(Why, yes…that IS a pink flamingo in the background!)
I’m finding it hard to write these days. Even emails…and the comments I leave on your blogs. You’d be surprised how long it takes for me to write those comments, as ordinary and dull as they sometimes are. I’m not sure why I’m struggling so, but whatever the reason, I did want to give you a small glimpse of our lives this summer here at the Doublewide Ranch–in pictures. If a picture really is worth a thousand words, then here are 10,478 of them.🙂
(Notice there are TWO monarchs here. Monarchs in love?)
(I love that morning glories will claim anything they can reach.)
(Cosmos and the cosmos)
I also thought some of you might want to know how Ariel and Benjamin are doing. Ariel is feeling much better, though she does feel quite tired in the evenings. But who wouldn’t with full-time school, part-time work, and lots of trips back and forth from Chapel Hill to Raleigh where her fiance works and lives? Benjamin’s broken back seems to be healing well, especially considering he walks miles a day all over campus, lugging books and laptops and such. Thank God the young are fast healers. Physically, at least.

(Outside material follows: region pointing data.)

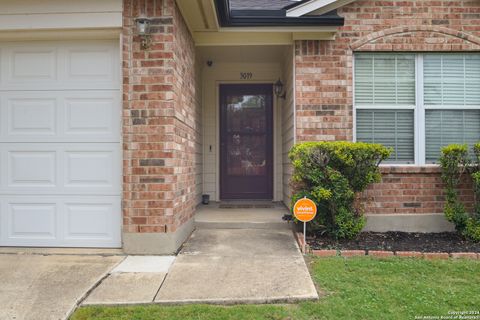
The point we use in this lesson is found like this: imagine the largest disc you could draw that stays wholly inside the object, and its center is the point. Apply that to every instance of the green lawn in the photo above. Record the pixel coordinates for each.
(353, 288)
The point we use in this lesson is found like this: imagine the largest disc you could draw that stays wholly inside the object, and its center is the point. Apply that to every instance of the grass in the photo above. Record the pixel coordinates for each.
(354, 288)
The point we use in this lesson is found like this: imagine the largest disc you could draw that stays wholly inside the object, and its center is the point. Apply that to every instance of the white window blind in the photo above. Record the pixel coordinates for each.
(389, 111)
(444, 127)
(392, 128)
(451, 80)
(384, 79)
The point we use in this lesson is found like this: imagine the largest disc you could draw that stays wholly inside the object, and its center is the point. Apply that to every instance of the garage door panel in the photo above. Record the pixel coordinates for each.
(32, 221)
(62, 221)
(91, 221)
(60, 116)
(31, 169)
(63, 169)
(55, 65)
(89, 169)
(90, 64)
(31, 116)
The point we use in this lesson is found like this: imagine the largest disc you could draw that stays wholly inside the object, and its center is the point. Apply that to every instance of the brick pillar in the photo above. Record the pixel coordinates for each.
(161, 130)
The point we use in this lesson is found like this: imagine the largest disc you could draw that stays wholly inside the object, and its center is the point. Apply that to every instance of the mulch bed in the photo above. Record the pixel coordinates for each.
(398, 241)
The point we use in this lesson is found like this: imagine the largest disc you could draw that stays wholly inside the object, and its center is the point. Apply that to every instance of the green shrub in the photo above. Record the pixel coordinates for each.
(456, 162)
(332, 174)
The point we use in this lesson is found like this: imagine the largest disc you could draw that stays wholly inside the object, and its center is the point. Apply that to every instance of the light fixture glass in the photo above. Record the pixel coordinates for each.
(143, 25)
(278, 89)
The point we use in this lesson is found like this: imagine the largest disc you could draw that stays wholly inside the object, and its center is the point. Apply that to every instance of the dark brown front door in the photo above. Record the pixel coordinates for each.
(246, 141)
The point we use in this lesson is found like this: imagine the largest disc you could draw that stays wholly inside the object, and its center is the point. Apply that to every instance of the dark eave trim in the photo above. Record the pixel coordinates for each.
(270, 18)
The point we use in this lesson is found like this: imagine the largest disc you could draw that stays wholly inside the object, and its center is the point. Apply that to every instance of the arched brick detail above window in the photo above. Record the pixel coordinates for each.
(417, 38)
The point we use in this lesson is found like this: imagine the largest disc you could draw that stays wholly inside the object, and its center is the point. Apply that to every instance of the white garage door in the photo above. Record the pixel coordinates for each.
(60, 160)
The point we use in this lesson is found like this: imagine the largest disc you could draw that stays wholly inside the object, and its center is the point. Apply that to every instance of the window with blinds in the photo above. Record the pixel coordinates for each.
(384, 96)
(444, 127)
(390, 109)
(392, 128)
(451, 80)
(384, 79)
(451, 94)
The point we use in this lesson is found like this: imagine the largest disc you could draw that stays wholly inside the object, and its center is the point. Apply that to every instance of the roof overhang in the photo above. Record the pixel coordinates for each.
(212, 23)
(315, 7)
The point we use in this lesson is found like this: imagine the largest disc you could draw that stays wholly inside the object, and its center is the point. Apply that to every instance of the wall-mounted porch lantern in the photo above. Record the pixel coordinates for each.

But the heart’s a little trickier. If only a broken heart were as simple as a broken back and you could rest in the assurance that that broken heart will knit itself back together in a few months time, with a little extra care. But, of course, nothing’s simple when it comes to the spirit.
Benjamin is feeling sad. I wasn’t going to mention this, but it occurred to me that not mentioning it implies that I think there’s shame in being depressed. But there’s not. And I don’t. It’s been a tough year for my boy, and…well…life has never been easy for him. Sometimes, the world is not kind to those who are different. Really, it’s hard for any of us to be completely “ourselves” because we are so often burdened by other’s expectations of us. But it’s especially hard when you’re autistic, as Benjamin is, and you’re constantly expected to adapt yourself to a world you don’t completely understand.
Benjamin is the bravest and strongest person I know, but he’s struggling these days. And there’s no shame in that. And there’s no shame in my being honest, either, even if reading this makes some uncomfortable. I simply cannot manage a pretense of happiness right now.
So I’m asking for your very special prayers for a very special child of God–my beloved son, Benjamin. May he know how much he is loved–by his family, by his many friends, by my readers who have come to know him through my posts. But even more, may he know how much he is loved by his Creator, his Heavenly Father, who sent him to us so that he might shine his unique and lovely light in our lives and in this world.
And Benjamin’s light is a beautiful, blessed, and holy light indeed. May he always see and know that, too.